I've been trying to be honorable and rational when it comes to Beth, but at the core, I'm a twenty-five-year-old guy who hasn't had sex in four fucking years and is in bed with the girl I've pined for since I was six. Honor and rationality left the room right about the time she uttered "good stuff." So much of the blood in my body has pooled in my dick that I can barely form words, much less think.
My voice sounds like I've swallowed a mouthful of gravel when I speak. "You, uh, want to hit the shower?" I ask, trying to be casual about it.
She nods as she stands up out of bed. She watches me with dark eyes and reaches down to slide her T-shirt up over her head, dropping it to the floor. I swallow, my throat suddenly dry as I take in her ample tits clad in nothing but a dark, lace bra. I can see her nipples peeking through the fabric, and my tongue darts out between my lips in anticipation.
Next, she undoes the button of her shorts and shimmies them off onto the floor as she steps out of them. Her panties match her bra, and there's very little to them. In fact, as she turns her back to me to walk to the bathroom, I see that she has a thong on. Madre de Dios.
I'm sitting on the bed, jaw gaping, my dick so hard that I'm not sure I'll be able to walk, when she turns and looks over her shoulder at me.
"Don’t you need to get cleaned up too?" she asks, smiling as she goes into the bathroom, and leaves the door open.
Don't have to ask this homeboy twice.
When I get to the bathroom, Beth's in the shower. I can see g
limpses of her naked form through the steamed-up glass door. It's like a peep show, and I can't help but just stand there for a minute and watch the flashes of flesh that dance in and out of the steam.
I undo my jeans and drop them and my boxers to the floor. Beth must hear the denim hit the tile because she pokes her head out of the shower door, giving me a long look up and down, her wet hair streaming water down her breasts. I can feel one corner of my mouth tip up as her eyes linger on my hard-on.
Her voice is husky when she speaks. "There're toothbrushes in the cabinet," she tells me before she shuts the shower door again.

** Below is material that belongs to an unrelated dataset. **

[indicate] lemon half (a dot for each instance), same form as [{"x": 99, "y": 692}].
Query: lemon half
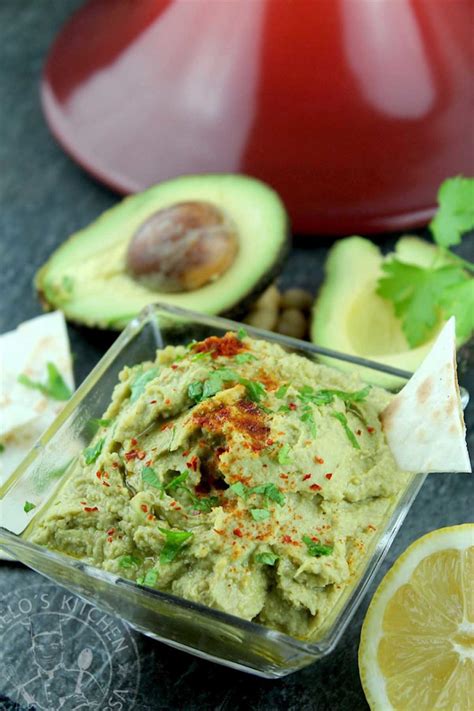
[{"x": 417, "y": 642}]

I open up the cabinet that flanks the big, oval mirrors over the twin sinks. Everything is a dark wood like cherry or something, and the fixtures are all brass, polished to a gleam. Inside the cabinet, I find multiple toothbrushes still in their packaging along with various types of toothpaste and other necessities like shaving cream, razors, soap, and—lo and behold—condoms. Guess dear old Dad isn't ready to be a grandfather yet. I shake my head.
I quickly brush my teeth then take out one of the condoms from the box and palm it as I open the door to the shower. It's a huge space with a bench and multiple showerheads—the kind of thing I've only ever seen in magazines and movies. Beth has her back to me, letting the hot water pound down on her as she stands facing the spray with her head bowed.

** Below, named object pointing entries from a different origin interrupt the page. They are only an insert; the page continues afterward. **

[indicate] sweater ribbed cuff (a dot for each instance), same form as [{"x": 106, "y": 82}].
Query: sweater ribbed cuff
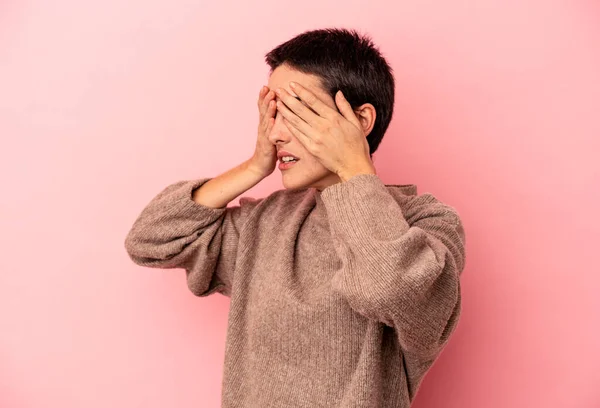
[{"x": 185, "y": 205}]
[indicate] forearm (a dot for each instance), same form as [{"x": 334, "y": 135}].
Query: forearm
[{"x": 221, "y": 190}]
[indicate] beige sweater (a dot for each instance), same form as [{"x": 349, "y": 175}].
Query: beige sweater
[{"x": 339, "y": 298}]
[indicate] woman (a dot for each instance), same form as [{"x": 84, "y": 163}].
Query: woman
[{"x": 343, "y": 290}]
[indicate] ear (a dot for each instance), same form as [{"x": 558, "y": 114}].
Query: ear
[{"x": 366, "y": 115}]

I set the condom on a nearby shelf built into the tile wall and step up behind her. I pull her heavy, wet hair to the side and lay it over her shoulder. Then I gently kiss the back of her bare neck. My hands rest on her hips as she tips her head against my chest and arches her back. I pull her closer to me, pressing the small of her back against my dick, then run my hands up her sides until I reach her breasts. I massage those full, lush tits and groan at how good they feel.

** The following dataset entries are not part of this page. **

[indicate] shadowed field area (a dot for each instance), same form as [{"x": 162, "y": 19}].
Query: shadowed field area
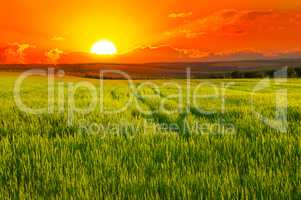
[{"x": 217, "y": 148}]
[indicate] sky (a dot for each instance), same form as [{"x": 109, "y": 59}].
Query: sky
[{"x": 64, "y": 31}]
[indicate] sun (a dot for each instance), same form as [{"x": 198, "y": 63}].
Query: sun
[{"x": 104, "y": 47}]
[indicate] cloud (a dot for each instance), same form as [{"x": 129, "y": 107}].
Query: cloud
[
  {"x": 57, "y": 38},
  {"x": 237, "y": 23},
  {"x": 180, "y": 15},
  {"x": 14, "y": 52}
]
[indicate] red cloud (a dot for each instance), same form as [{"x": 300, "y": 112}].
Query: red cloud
[{"x": 27, "y": 54}]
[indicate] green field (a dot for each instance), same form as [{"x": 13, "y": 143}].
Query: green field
[{"x": 149, "y": 155}]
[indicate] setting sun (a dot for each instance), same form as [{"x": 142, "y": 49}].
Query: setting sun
[{"x": 104, "y": 47}]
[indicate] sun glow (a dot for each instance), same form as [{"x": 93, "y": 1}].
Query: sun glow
[{"x": 104, "y": 47}]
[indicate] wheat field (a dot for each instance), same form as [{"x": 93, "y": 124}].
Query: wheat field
[{"x": 222, "y": 151}]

"Mmmm," she moans back as she places her hands over mine and encourages me to continue. I squeeze her nipples and she gasps.
"God, you're so fucking beautiful," I growl into her ear as I slide my tongue down her long neck. I don't think I've ever felt skin as smooth as hers. It's like butter when it melts beneath my tongue. I want to lick her from toe to head. She's my own personal ice cream cone, sweeter than any of the thirty-one flavors.